Big Paper: Building a Silent Conversation

Rationale

This discussion strategy uses writing and silence as tools to help students explore a topic in depth. In a Big Paper discussion, students write out their responses to a stimulus, such as a quotation or historical document. This process slows down students’ thinking and gives them an opportunity to focus on the views of others. It also creates a visual record of students’ thoughts and questions that you can refer to later in a course. You can use this strategy both to engage students who are not as likely to participate in a verbal discussion and to help make sure that students who are eager to talk and listen carefully to the ideas of their classmates. After they participate in this activity several times, students’ comfort, confidence, and skill in using this method increases.

Procedure

  1. Select a Stimulus for Discussion
    First, you will need to select the “stimulus”—the material that students will respond to. A stimulus might consist of questions, quotations, historical documents, excerpts from novels, poetry, or images. Groups can all be given the same stimulus for discussion, but more often they are each given a different text related to the same theme. This activity works best when students are working in pairs or triads. Each group also needs a sheet of big poster paper that can fit a written conversation and added comments. In the middle of each of these, tape or write the “stimulus” (image, quotation, excerpt, etc.) that will be used to spark the students’ discussion.
  2. Prepare Students
    Inform the class that this activity will be completed in silence. All communication is done in writing. Students should be told that they will have time to speak in pairs and in the large groups later. Go over all of the instructions at the beginning so that they do not ask questions during the activity.
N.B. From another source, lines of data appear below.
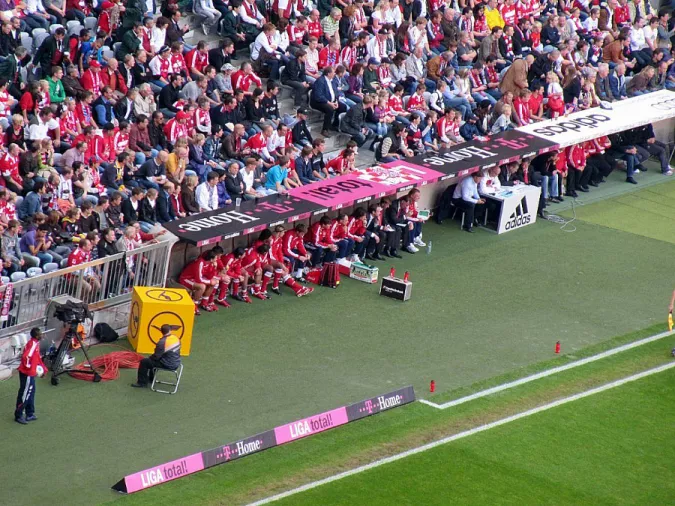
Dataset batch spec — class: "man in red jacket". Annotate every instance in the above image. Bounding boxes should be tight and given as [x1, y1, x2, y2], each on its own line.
[305, 216, 338, 267]
[178, 250, 218, 315]
[14, 327, 47, 425]
[283, 223, 309, 283]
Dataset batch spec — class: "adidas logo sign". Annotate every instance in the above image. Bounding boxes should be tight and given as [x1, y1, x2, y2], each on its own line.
[504, 197, 531, 230]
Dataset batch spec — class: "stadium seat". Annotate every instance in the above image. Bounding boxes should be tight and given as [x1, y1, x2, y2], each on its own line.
[150, 364, 183, 394]
[43, 262, 59, 274]
[33, 28, 49, 52]
[84, 16, 98, 32]
[10, 271, 26, 283]
[26, 267, 42, 278]
[68, 21, 84, 37]
[21, 32, 33, 53]
[451, 205, 466, 228]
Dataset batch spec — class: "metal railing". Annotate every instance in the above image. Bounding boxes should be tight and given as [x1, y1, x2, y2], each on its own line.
[0, 239, 176, 339]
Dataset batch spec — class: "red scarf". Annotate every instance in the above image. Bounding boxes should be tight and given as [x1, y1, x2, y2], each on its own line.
[0, 282, 14, 322]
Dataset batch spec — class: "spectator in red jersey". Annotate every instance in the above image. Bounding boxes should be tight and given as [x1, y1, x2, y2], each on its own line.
[178, 250, 218, 315]
[68, 239, 101, 301]
[14, 327, 48, 425]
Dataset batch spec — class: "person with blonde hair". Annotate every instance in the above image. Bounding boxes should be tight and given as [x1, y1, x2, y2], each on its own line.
[180, 174, 199, 215]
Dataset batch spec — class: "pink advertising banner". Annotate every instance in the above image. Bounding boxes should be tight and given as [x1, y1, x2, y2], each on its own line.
[274, 406, 349, 445]
[112, 386, 415, 494]
[290, 161, 443, 209]
[124, 452, 204, 494]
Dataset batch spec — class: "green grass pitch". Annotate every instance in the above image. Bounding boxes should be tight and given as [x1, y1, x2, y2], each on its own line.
[0, 171, 675, 506]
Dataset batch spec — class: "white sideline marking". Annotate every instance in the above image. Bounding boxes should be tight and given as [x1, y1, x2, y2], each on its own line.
[248, 362, 675, 506]
[418, 331, 672, 409]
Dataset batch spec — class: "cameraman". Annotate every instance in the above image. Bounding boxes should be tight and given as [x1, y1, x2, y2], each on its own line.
[14, 327, 47, 425]
[131, 325, 180, 388]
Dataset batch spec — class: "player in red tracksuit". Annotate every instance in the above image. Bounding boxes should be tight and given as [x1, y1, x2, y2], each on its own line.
[14, 327, 47, 425]
[222, 248, 251, 304]
[208, 246, 231, 307]
[283, 223, 309, 283]
[347, 207, 368, 262]
[565, 143, 588, 197]
[260, 225, 314, 297]
[178, 250, 218, 315]
[304, 216, 338, 267]
[329, 213, 354, 259]
[241, 241, 272, 300]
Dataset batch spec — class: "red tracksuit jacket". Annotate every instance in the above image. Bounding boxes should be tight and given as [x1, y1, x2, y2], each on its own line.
[19, 337, 47, 377]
Also, before the activity starts, the teacher should ask students if they have questions, to minimize the chance that students will interrupt the silence once it has begun. You can also remind students of their task as they begin each new step.
  3. Students Comment on Their Group’s Big Paper
    Each group receives a Big Paper and each student gets a marker or pen. Some teachers have each student use a different color to make it easier to see the back-and-forth flow of a conversation. The groups read the text (or look at the image) in silence. After students have read, they are to comment on the text and ask questions of each other in writing on the Big Paper. The written conversation must start on the topic of the text but can stray wherever the students take it. If someone in the group writes a question, another member of the group should address the question by writing on the Big Paper. Students can draw lines connecting a comment to a particular question. Make sure students know that more than one of them can write on the Big Paper at the same time. The teacher can determine the length of this step, but it should be at least 15 minutes.
  4. Students Comment on Other Groups’ Big Papers
    Still working in silence, students leave their groups and walk around reading the other Big Papers. Students bring their marker or pen with them and can write comments or further questions for thought on other Big Papers. Again, you can determine the length of time for this step based on the number of Big Papers and your knowledge of the students.
  5. Students Return to Their Group’s Big Paper Silence is broken.
    The groups reassemble back at their own Big Paper. They should look at any new comments written by others. Now they can have a free verbal conversation about the text, their own comments, what they read on other papers, and the comments their fellow students wrote for them. At this point, you might ask students to take out their journals and identify a question or comment that stands out to them.
  6. Discuss as a Class
    Finally, debrief the process with the large group. The conversation can begin with a simple prompt such as, “What did you learn from doing this activity?” This is the time to delve deeper into the content and use ideas on the Big Papers to draw out students' thoughts. The discussion can also touch upon the importance and difficulty of staying silent and students’ level of comfort with this activity.

Variations

  • Little Paper: With a Little Paper activity, the “stimulus” (question, excerpt, quotation, etc.) is placed in the center of a regular-sized piece of paper. Often, teachers select four to five different “stimuli” and create groups of the same size. Each student begins by commenting on the “stimulus” on his/her Little Paper. After a few minutes, each paper is passed to the student on the left (or right). This process is repeated until all students have had the opportunity to comment on every paper. All of this is done in silence, just like the Big Paper activity. Then students review the Little Paper they had first, noticing comments made by their peers. Finally, small groups have a discussion about the questions and ideas that stand out to them from this exercise.
  • Gallery Walk: The Big Paper activity can also be structured as a Gallery Walk. In this arrangement, Big Papers are taped to the walls or placed on tables, and students comment on the Big Papers in silence, at their own pace. Sometimes teachers assign students, often in pairs or triads, to a particular Big Paper and then have them switch to the next one after five or ten minutes.

Example

In a Big Paper activity, students respond silently to a text excerpt or image by writing their comments on a shared paper.